HubSpot Reassures Users That Sensitive Data Exposure Is “Low Severity” Because Nobody Has Any Sensitive Data Left After The Stock Dropped 66%

CAMBRIDGE, MA — In a calm and measured security bulletin clearly written by a committee that has never had to explain a plugin breach to a CEO, HubSpot confirmed that its WordPress plugin versions up to 11.3.51 may allow sensitive data exposure, but emphasized the issue is “low priority,” despite also carrying a CVSS score of 7.4 and being the exact type of vulnerability commonly used in mass-exploit campaigns.

“We want customers to understand this is serious enough to update immediately, but not serious enough to feel anything,” said a fictional HubSpot spokesperson, gently placing a hand over the company’s $9.61 billion market cap while refusing to make eye contact with its one-year stock chart.

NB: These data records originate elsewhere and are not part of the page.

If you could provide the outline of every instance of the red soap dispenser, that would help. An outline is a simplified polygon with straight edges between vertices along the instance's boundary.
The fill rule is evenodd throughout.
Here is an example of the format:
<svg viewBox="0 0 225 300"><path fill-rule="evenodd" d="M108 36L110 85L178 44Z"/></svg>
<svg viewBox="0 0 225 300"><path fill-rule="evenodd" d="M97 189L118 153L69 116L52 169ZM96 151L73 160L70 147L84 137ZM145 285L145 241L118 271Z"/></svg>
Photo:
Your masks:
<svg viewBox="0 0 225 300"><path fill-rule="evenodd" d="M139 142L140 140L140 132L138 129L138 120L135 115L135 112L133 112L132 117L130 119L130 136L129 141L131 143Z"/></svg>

Security experts noted the vulnerability requires Contributor-level access, which HubSpot described as “comforting,” because every WordPress site is famously managed by a tight, disciplined group of highly trained users who never reuse passwords, install random plugins, or give blog interns admin access for “just five minutes.”

At press time, HubSpot had advised users to update the plugin immediately, contact their hosting provider, notify their developer, check Patchstack, review permissions, rotate credentials, monitor logs, and remain reassured that the issue is technically low severity, provided nothing bad happens.